While the explosive growth of mobile technologies appears to span all income levels fairly equally, Pew Research’s Director Lee Rainie demonstrates in a recent presentation that not much at all has changed in terms of home access and the Digital Divide.
The numbers are shocking in their uniformity. For nearly every category of Internet access – from simply being on the Internet to broadband access – the same proportion of higher-income and better-educated respondents report high adoption rates while the lower-income and less-educated respondents report very low adoption rates. 97% of college-educated and 98% earners of incomes in excess of $75k are on the Internet, compared to 45% of those with no high school diploma and 65% of those earning less than $30k.
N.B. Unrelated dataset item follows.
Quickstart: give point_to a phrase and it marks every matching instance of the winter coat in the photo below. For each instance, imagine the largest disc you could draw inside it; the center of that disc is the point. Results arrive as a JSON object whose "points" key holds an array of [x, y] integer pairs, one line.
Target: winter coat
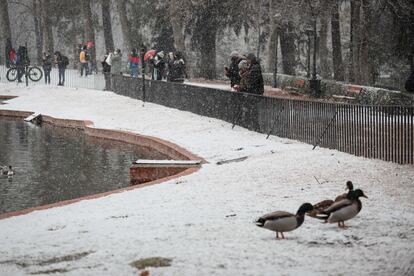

To some extent this is certainly a product of our upwardly-mobile society: because you don’t have a degree now does not mean you won’t in the future, at which point with a higher income, you will likely invest in broadband Internet access. However, for those whose incomes do not change or do not change much, this is a real trap. And as our society becomes increasingly dependent on the Internet, there is always the threat that this disparity could become self-perpetuating, with low-education consumers barred from access to the information store of the world.
That mobile adoption has increase at a rapid rate may or may not be a comfort to those concerned with Internet access disparity. While mobile apps and Internet have increased in their proliferation and usefulness, a phone or tablet simply does not offer the range of potential uses that a desktop or laptop does. Not to mention the bandwidth restrictions that come with using wireless broadband.
Digital Differences and Money | Pew Research Centers Internet & American Life Project.
LATE UPDATE: Interestingly, Pew Internet just put out a poll today that says, of the one in five Americans who do not use the Internet, about half of them say they’re just not interested. How does this reflect on what we know so far about income and education disparity? I wonder what these numbers look like if you break them down by similar demographics?